The bigger problem I have with aggregate tables is what I call the problem of entropy; the database only gets more complex, it never gets simpler.
It's easy to create an aggregate table("Oh, you need sales, by product LINE, by WEEK? No problem!"

But once an aggregate table is built, it is very hard to get rid of it. Even if you discover it is hardly every used. ("Maybe it's the CEO that only hits that table once a year. I'd better leave it."
As a result, more and more aggregate tables get created, each one used by fewer and fewer people.
The problem is most data warehouse design focuses almost exclusively on SQL reporting. A very reasonable compramise is to create a few (carefully chosen) aggregate tables for SQL reporting, but use an OLAP (On Line Analytical Processing) tool to give the users all the different levels of summary. OLAP tools let you "slice and dice" through any combination of aggregation levels you want.

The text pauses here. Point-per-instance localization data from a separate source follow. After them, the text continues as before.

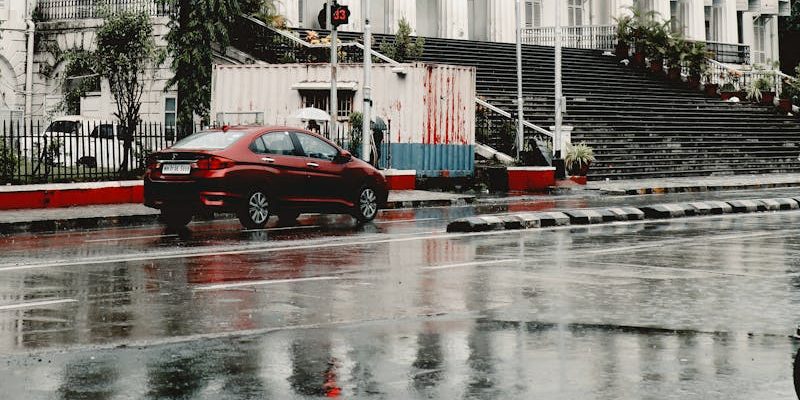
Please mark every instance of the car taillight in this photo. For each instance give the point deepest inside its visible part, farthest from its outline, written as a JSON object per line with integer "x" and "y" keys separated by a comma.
{"x": 152, "y": 162}
{"x": 214, "y": 163}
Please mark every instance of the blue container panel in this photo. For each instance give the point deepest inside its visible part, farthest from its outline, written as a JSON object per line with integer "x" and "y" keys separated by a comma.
{"x": 430, "y": 159}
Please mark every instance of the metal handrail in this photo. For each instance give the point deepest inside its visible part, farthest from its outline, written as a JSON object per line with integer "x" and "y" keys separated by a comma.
{"x": 506, "y": 114}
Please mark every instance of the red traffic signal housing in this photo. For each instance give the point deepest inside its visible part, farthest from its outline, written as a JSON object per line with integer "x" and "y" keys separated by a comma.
{"x": 340, "y": 15}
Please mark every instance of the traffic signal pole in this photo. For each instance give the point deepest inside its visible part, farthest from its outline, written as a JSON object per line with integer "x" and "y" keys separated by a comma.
{"x": 334, "y": 100}
{"x": 366, "y": 134}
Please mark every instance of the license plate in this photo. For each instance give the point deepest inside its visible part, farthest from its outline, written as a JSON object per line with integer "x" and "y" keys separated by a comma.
{"x": 176, "y": 169}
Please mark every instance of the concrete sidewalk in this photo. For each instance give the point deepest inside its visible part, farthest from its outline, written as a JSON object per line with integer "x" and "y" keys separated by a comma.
{"x": 101, "y": 216}
{"x": 694, "y": 184}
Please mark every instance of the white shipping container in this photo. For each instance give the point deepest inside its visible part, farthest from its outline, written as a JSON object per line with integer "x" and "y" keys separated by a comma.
{"x": 430, "y": 108}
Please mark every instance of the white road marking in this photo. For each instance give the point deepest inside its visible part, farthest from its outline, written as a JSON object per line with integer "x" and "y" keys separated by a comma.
{"x": 120, "y": 239}
{"x": 33, "y": 304}
{"x": 669, "y": 242}
{"x": 266, "y": 282}
{"x": 407, "y": 220}
{"x": 470, "y": 264}
{"x": 347, "y": 242}
{"x": 285, "y": 228}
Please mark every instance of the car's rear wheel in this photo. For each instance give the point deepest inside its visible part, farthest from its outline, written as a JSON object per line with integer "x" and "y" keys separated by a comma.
{"x": 287, "y": 217}
{"x": 176, "y": 217}
{"x": 366, "y": 207}
{"x": 255, "y": 211}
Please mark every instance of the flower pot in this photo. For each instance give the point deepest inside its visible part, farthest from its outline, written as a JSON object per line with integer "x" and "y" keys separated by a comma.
{"x": 638, "y": 59}
{"x": 622, "y": 50}
{"x": 578, "y": 171}
{"x": 657, "y": 67}
{"x": 674, "y": 73}
{"x": 693, "y": 82}
{"x": 785, "y": 105}
{"x": 711, "y": 89}
{"x": 768, "y": 98}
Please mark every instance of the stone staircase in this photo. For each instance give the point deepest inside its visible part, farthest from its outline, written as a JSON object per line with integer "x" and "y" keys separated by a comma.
{"x": 640, "y": 126}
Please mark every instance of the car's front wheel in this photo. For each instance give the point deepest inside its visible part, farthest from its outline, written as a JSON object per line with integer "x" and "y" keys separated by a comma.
{"x": 255, "y": 211}
{"x": 366, "y": 207}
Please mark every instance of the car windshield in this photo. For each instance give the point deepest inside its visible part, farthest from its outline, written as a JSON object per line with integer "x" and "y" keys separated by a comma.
{"x": 209, "y": 140}
{"x": 63, "y": 127}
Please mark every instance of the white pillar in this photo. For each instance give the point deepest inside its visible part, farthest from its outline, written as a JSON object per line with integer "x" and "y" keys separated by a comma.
{"x": 454, "y": 19}
{"x": 500, "y": 14}
{"x": 696, "y": 24}
{"x": 730, "y": 23}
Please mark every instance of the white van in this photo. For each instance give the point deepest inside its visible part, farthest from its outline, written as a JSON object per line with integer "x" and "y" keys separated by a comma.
{"x": 76, "y": 140}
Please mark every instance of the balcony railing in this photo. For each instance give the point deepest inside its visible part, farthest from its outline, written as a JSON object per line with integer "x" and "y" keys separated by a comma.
{"x": 604, "y": 37}
{"x": 52, "y": 10}
{"x": 601, "y": 37}
{"x": 731, "y": 53}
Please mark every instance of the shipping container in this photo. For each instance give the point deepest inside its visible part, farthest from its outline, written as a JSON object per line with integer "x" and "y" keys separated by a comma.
{"x": 429, "y": 109}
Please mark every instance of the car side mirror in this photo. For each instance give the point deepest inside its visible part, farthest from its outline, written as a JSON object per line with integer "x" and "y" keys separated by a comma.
{"x": 344, "y": 157}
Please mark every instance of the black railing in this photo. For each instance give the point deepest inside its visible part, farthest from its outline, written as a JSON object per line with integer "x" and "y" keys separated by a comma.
{"x": 70, "y": 152}
{"x": 729, "y": 52}
{"x": 51, "y": 10}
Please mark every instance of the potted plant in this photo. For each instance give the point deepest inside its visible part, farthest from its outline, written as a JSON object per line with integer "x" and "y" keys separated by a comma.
{"x": 624, "y": 36}
{"x": 656, "y": 45}
{"x": 760, "y": 91}
{"x": 710, "y": 88}
{"x": 785, "y": 99}
{"x": 578, "y": 158}
{"x": 696, "y": 55}
{"x": 675, "y": 55}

Some do that by pre-aggregating totals at all combination levels, other by summarizing up to a certain "base" level (like a single aggregate table) then summing all the level combinations "on the fly". (Very basic description.)
As long as you keep the details in the warehouse, the users can perform most of their analysis using the OLAP tool but still be able to drill down to find the details when they need them. Don't try to use one tool (SQL) to solve all problems.
Just my 2 cents.
Matt

PS. The "vendor" I work for sells both data warehousing tools and OLAP tools so I'm not trying to "push" the discussion in one direction or another. I just see a lot of folks driving "screws" with "hammers".